『大いなる河の流れ』フレデリック・バック

『大いなる河の流れ』フレデリック・バック/カナダ/1993年

Le Fleuve aux grandes eaux(Frédéric Back)

 

セントローレンス河にまつわる自然・生命・文化・歴史・人々 が描かれた、色鉛筆画によるアニメーションです。

自然の雄大さ、歴史の深さ、に比べたら人間の歴史はちっぽけかつ愚かなもので、たくさん間違いながらも進展してゆく様が伺えます。

水中生物がテーマの自然作品かと思いきや、文明発達の歴史に移り、気づけば環境問題を交えた社会派ドキュメンタリーとして幕を閉じる。河を通じた多角的な視点が展開されます。
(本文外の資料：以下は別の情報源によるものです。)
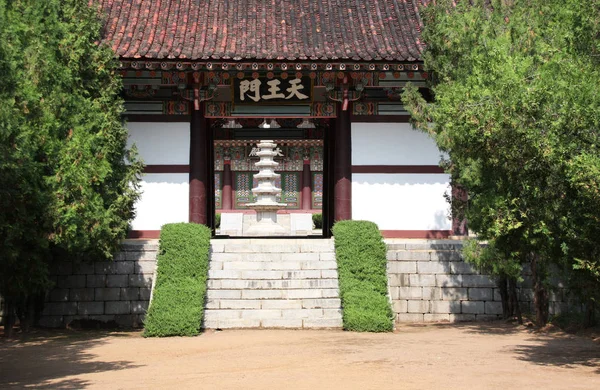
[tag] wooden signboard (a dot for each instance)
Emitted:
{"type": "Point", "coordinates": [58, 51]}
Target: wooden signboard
{"type": "Point", "coordinates": [275, 90]}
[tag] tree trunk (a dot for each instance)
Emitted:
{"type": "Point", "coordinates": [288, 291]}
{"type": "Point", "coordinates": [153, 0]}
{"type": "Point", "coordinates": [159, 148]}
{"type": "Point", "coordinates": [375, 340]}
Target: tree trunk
{"type": "Point", "coordinates": [589, 319]}
{"type": "Point", "coordinates": [9, 318]}
{"type": "Point", "coordinates": [503, 286]}
{"type": "Point", "coordinates": [540, 295]}
{"type": "Point", "coordinates": [27, 314]}
{"type": "Point", "coordinates": [514, 300]}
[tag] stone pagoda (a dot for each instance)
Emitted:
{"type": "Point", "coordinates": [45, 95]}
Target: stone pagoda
{"type": "Point", "coordinates": [266, 204]}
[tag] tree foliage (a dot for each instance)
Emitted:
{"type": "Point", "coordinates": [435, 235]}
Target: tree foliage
{"type": "Point", "coordinates": [67, 181]}
{"type": "Point", "coordinates": [517, 111]}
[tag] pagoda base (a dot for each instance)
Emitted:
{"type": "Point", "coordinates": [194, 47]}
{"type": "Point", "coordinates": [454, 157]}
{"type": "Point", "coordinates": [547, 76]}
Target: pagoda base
{"type": "Point", "coordinates": [266, 225]}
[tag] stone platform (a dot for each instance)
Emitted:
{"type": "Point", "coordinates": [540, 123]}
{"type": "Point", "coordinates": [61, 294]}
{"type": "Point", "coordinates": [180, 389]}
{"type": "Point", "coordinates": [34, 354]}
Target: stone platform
{"type": "Point", "coordinates": [272, 283]}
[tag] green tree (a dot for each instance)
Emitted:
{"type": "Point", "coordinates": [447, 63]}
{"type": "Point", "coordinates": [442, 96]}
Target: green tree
{"type": "Point", "coordinates": [516, 109]}
{"type": "Point", "coordinates": [67, 181]}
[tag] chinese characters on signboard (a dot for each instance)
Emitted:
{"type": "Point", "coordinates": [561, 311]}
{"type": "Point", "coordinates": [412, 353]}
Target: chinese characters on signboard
{"type": "Point", "coordinates": [274, 90]}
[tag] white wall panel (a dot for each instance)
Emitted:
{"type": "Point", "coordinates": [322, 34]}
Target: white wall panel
{"type": "Point", "coordinates": [392, 144]}
{"type": "Point", "coordinates": [402, 201]}
{"type": "Point", "coordinates": [161, 143]}
{"type": "Point", "coordinates": [165, 199]}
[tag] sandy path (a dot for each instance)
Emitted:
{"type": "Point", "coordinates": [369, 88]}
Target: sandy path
{"type": "Point", "coordinates": [433, 356]}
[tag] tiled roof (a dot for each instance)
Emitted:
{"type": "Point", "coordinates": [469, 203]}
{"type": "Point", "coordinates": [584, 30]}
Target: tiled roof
{"type": "Point", "coordinates": [353, 30]}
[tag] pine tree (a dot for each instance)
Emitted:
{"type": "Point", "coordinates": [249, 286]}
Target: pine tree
{"type": "Point", "coordinates": [68, 183]}
{"type": "Point", "coordinates": [517, 110]}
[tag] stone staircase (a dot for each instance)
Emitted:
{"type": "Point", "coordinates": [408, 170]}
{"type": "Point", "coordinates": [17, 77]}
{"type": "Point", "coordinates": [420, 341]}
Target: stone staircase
{"type": "Point", "coordinates": [272, 283]}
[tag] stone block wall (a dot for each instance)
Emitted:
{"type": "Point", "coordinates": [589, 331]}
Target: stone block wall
{"type": "Point", "coordinates": [430, 282]}
{"type": "Point", "coordinates": [116, 291]}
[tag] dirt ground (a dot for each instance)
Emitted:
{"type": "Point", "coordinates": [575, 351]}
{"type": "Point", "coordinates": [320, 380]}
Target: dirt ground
{"type": "Point", "coordinates": [467, 356]}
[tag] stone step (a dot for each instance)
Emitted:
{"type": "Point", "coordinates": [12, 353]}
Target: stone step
{"type": "Point", "coordinates": [424, 255]}
{"type": "Point", "coordinates": [414, 244]}
{"type": "Point", "coordinates": [253, 299]}
{"type": "Point", "coordinates": [276, 299]}
{"type": "Point", "coordinates": [261, 284]}
{"type": "Point", "coordinates": [216, 274]}
{"type": "Point", "coordinates": [273, 318]}
{"type": "Point", "coordinates": [272, 283]}
{"type": "Point", "coordinates": [273, 257]}
{"type": "Point", "coordinates": [273, 265]}
{"type": "Point", "coordinates": [274, 323]}
{"type": "Point", "coordinates": [258, 245]}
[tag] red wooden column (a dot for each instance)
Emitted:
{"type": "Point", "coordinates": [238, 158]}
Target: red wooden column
{"type": "Point", "coordinates": [226, 197]}
{"type": "Point", "coordinates": [306, 186]}
{"type": "Point", "coordinates": [460, 199]}
{"type": "Point", "coordinates": [199, 161]}
{"type": "Point", "coordinates": [342, 166]}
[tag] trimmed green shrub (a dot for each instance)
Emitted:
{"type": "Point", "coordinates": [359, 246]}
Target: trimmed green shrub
{"type": "Point", "coordinates": [318, 221]}
{"type": "Point", "coordinates": [179, 293]}
{"type": "Point", "coordinates": [362, 268]}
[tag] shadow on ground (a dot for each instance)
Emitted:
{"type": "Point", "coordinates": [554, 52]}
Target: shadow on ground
{"type": "Point", "coordinates": [544, 348]}
{"type": "Point", "coordinates": [46, 359]}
しかし、なんといっても冒頭の水中描写が秀逸で、優雅に泳ぎ回る水中生物と交差する水泡のきらめきが、今流行のネイチャードキュメンタリー顔負けの美しさ。色鉛筆のタッチの細かさが、しぶき・きらめき・水泡の描写に絶妙にマッチし、リアリティを超えた幻想的な水中世界を生み出しています。

夏の暑さも冷やしてくれそうな、雄大な蒼。偉大な体感できます。